By the time I started writing the novel—after years of attending Le Giornate del Cinema Muto, reading about silent film, and writing poems about silent film—I had to struggle not to include everything I knew, rather than do more research. The trick was blending the information seamlessly into the narrative. For example, I went through several rounds of editing down the descriptions of Mosjoukine’s films and the number of films I describe.
What inspired you to write such an emotional story of self-discovery and grief?
I have always been drawn to explore in fiction what is difficult for me to face in life. My husband is the person who makes my life possible. And, as a mother, the loss of a child was and is unthinkable. So in a way, I make Emma suffer the losses I fear most. I felt guilty about that while I was writing the novel, but she survives.

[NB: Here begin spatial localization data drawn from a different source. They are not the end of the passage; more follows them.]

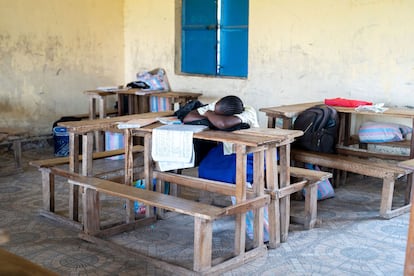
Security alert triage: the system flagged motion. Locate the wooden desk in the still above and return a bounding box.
[259,102,414,160]
[84,88,202,116]
[259,102,414,219]
[57,115,303,271]
[124,124,303,245]
[84,88,202,151]
[59,111,173,221]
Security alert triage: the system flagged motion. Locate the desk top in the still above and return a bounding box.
[259,102,414,118]
[58,111,303,147]
[58,111,174,133]
[132,123,303,147]
[84,88,203,98]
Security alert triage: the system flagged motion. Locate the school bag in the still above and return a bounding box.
[293,104,339,153]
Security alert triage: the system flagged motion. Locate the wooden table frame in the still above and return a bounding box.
[124,125,303,248]
[259,102,414,160]
[259,102,414,209]
[84,88,202,151]
[58,112,303,272]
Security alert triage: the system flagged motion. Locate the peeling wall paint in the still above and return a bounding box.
[0,0,414,132]
[125,0,414,126]
[0,0,124,134]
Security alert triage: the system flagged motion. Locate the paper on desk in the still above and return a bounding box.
[355,103,388,113]
[118,118,158,129]
[152,125,207,171]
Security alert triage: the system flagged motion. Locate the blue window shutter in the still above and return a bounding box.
[181,0,217,75]
[219,0,249,77]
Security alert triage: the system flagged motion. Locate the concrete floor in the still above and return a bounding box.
[0,145,409,275]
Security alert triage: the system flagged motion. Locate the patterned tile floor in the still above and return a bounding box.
[0,147,409,276]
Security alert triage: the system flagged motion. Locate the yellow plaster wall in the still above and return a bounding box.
[125,0,414,126]
[0,0,414,133]
[0,0,124,134]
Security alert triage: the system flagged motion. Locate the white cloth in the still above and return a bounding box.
[152,125,207,171]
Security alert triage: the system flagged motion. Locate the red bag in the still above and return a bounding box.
[325,98,372,107]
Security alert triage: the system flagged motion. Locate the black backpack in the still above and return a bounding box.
[293,104,339,153]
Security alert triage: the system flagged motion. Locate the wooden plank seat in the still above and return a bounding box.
[291,149,412,219]
[29,145,144,228]
[62,171,270,275]
[154,167,332,229]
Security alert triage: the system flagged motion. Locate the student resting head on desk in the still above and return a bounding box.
[183,96,259,183]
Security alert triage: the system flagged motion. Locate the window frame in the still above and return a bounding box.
[174,0,249,79]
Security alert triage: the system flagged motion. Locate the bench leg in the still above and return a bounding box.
[303,183,318,230]
[380,176,395,217]
[279,145,290,242]
[265,149,280,248]
[41,169,55,212]
[193,217,213,271]
[13,140,22,169]
[82,188,100,235]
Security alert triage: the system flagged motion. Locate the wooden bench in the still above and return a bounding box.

Why Ivan Mosjoukine? When did you first learn about him, and why did you choose him to play such a prominent role in your novel?

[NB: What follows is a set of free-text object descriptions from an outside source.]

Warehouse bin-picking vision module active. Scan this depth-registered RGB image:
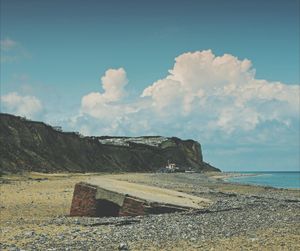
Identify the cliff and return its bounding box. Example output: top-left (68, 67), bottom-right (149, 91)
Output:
top-left (0, 114), bottom-right (219, 173)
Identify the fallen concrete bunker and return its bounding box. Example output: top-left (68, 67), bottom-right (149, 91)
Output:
top-left (70, 177), bottom-right (211, 217)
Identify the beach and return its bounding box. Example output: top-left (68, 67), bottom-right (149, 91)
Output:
top-left (0, 173), bottom-right (300, 250)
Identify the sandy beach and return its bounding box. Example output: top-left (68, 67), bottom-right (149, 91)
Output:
top-left (0, 173), bottom-right (300, 250)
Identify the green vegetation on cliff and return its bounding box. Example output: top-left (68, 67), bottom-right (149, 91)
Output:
top-left (0, 114), bottom-right (219, 173)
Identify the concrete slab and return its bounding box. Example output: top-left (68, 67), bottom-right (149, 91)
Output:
top-left (70, 177), bottom-right (211, 217)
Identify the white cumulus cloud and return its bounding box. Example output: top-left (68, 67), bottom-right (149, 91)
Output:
top-left (73, 50), bottom-right (299, 141)
top-left (0, 92), bottom-right (43, 118)
top-left (141, 50), bottom-right (299, 133)
top-left (81, 68), bottom-right (128, 118)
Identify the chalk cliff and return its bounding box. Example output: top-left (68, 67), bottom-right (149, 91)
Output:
top-left (0, 114), bottom-right (219, 173)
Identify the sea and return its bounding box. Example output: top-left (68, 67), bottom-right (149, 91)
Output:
top-left (226, 172), bottom-right (300, 189)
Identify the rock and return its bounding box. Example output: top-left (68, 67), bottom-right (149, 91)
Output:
top-left (0, 113), bottom-right (219, 174)
top-left (118, 242), bottom-right (129, 251)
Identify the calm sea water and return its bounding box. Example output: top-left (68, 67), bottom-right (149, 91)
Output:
top-left (226, 172), bottom-right (300, 188)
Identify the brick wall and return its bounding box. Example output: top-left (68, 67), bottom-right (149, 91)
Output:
top-left (70, 183), bottom-right (185, 217)
top-left (119, 196), bottom-right (146, 216)
top-left (70, 183), bottom-right (97, 216)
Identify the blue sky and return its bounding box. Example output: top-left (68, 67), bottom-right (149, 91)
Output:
top-left (0, 0), bottom-right (300, 170)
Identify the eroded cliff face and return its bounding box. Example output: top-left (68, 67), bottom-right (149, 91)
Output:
top-left (0, 114), bottom-right (219, 173)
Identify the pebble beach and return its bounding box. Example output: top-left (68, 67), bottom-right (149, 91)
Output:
top-left (0, 173), bottom-right (300, 250)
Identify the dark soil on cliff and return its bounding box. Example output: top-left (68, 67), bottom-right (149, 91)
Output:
top-left (0, 114), bottom-right (218, 173)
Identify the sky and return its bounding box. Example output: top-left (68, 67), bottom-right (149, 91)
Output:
top-left (0, 0), bottom-right (300, 171)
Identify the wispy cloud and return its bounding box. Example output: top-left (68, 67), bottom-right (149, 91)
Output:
top-left (0, 92), bottom-right (43, 119)
top-left (0, 37), bottom-right (31, 63)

In 2004, Le Giornate del Cinema Muto featured a retrospective of Mosjoukine’s films. I had only heard a passing mention of him before then (as the actor who turned down the role of Napoleon in Abel Gance’s six-hour epic silent film of the same name). From the first frame of the first film, I could not take my eyes off him. He is best known for is ability to convey emotion using his eyes but, in his French films in particularly, he also is a great physical comic. Over the course of the festival, I watched nearly all his extant films. It was the perfect introduction. It is still very hard to see his films outside of a few film archives. There are only bad bootleg DVDs and VHS tapes available whose muddy quality obscures the subtlety of his acting. Seeing all his films at once, I could not get over how their narratives echoed the story of his own life. Again and again, the films are about the choice of an artistic or free life over family and the price of that freedom. As I mentioned above, I wrote a long poem about his life. Then I felt I still had more to say. I considered a historical novel, but in the end I realized I was more interested in what Mosjoukine meant to me (and in the novel, to Emma) than in recreating the life of White Russians in Paris in the 1920s, so I altered history to bring Mosjoukine into the 21st century.
Family is one of the central themes of this novel. Could you explain what the unique bond between Emma and Ilya means to you, and how it goes along with your interest in the meaning of family?
The meaning of family is the central theme of all my fiction. My first novel, The Museum of Happiness, is an exploration of what it means to choose or create a family other than your birth family, and those themes reappear in My Life as a Silent Movie. Ivan is both part of Emma’s birth family and someone who becomes her chosen family. I have always felt the bond between siblings to be one of the strongest, and one that is not explored as often in contemporary American fiction as the parent-child relationship. Emma goes looking for her biological mother, but it is finding her brother that gives her a chance to be reborn. And I think Emma gives the same gift to Ilya.
Why did you choose to wait until much later in the novel to reveal the names of Emma’s husband and daughter?
Emma is the narrator. We see the world through her eyes and her not using her husband’s or daughter’s name in the early part of the novel is a form of distancing herself from her losses. She can’t bear to say their names. When she does use them, it is a sign that her grief is moving into more realistic, less manic, more accepting stage.
What was the most exciting part of the book for you to write?
The two scenes I enjoyed writing the most were the basement dance party that Emma goes to with Ilya and the scene where Emma meets Mosjoukine in the monastery. Both were complete fiction. I have never been to a rave in Paris or a Russian Orthodox monastery and that is probably what made them so fun to write. The joy of fiction!
Jesse Lee Kercheval is author of 12 books including Brazil, winner of the Ruthanne Wiley Memorial Novella Award; the poetry collection Cinema Muto, winner of the Crab Orchard Open Selection Award; and The Alice Stories, winner of the Prairie Schooner Fiction Book Prize. She teaches in the creative writing program at the University of Wisconsin.